A === B when for every possible element E, A and B agree on E.

For some particular notion of what agree means. This macro gives you a quick way to introduce such a relation, using defun-sk, and then automatically prove that it is an equivalence relation. For instance, an equivalence such as:

(defun-sk foo-equiv (a b)
  (forall (x y z)
          (and (bar-equiv (foo a x y)
                          (foo b x y))
               (baz-equiv (fa a z)
                          (fa b z)))))

Can be introduced using:

(def-universal-equiv foo-equiv (a b)
  :qvars (x y z)
  :equivs ((bar-equiv (foo a x y))
           (baz-equiv (fa a z))))

When called with :defquant t, we use defquant instead of defun-sk. This requires that the WITNESS-CP book be included.

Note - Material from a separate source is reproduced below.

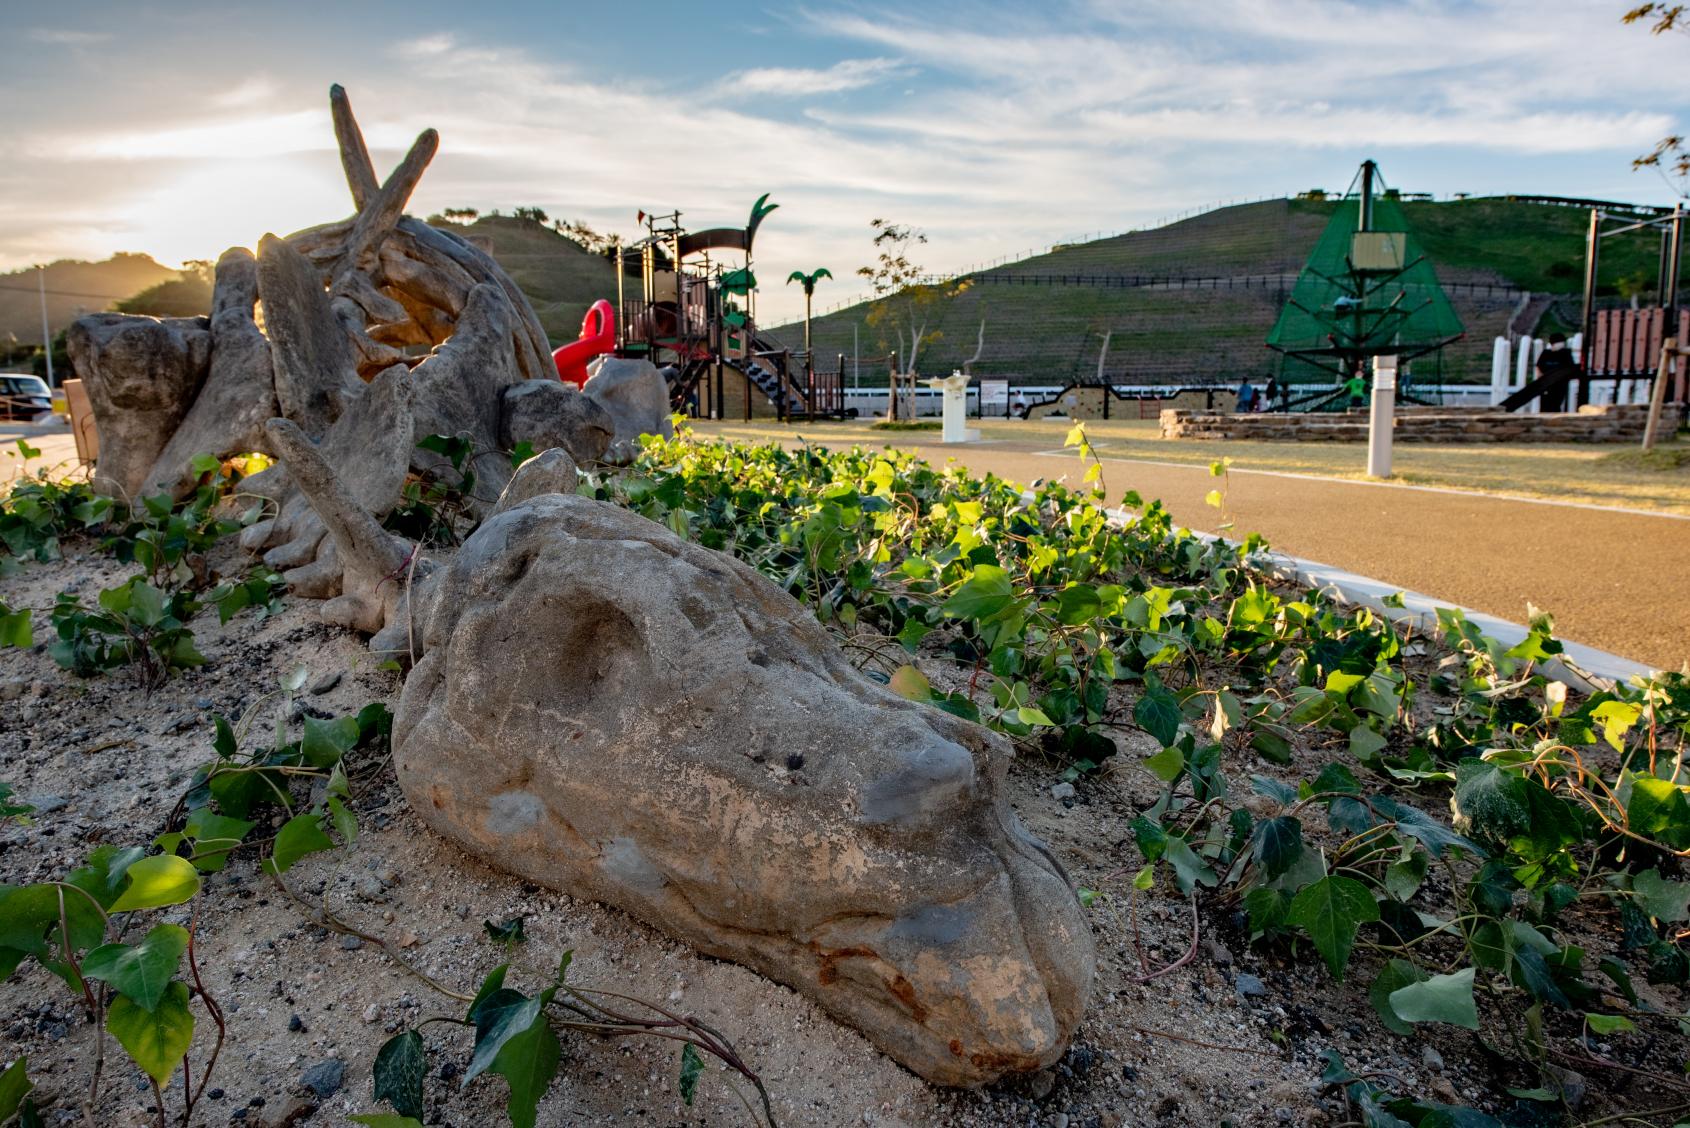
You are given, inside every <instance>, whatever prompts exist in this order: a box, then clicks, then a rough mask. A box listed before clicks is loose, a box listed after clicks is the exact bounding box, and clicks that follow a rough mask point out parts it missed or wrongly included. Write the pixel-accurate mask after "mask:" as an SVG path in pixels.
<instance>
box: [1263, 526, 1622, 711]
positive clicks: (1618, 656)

Note that :qvars may be omitted, in which case there is no quantifier (defun-sk) introduced. This can be used as a shortcut to prove that a fixing function induces an equivalence relation, e.g.,

(def-universal-equiv gfix-equiv
  :equiv-terms ((equal (gfix x))))

produces

(defun gfix-equiv (x y)
 (equal (gfix x) (gfix y)))

(defequiv gfix-equiv)

(with appropriate hints to ensure that the defequiv succeeds).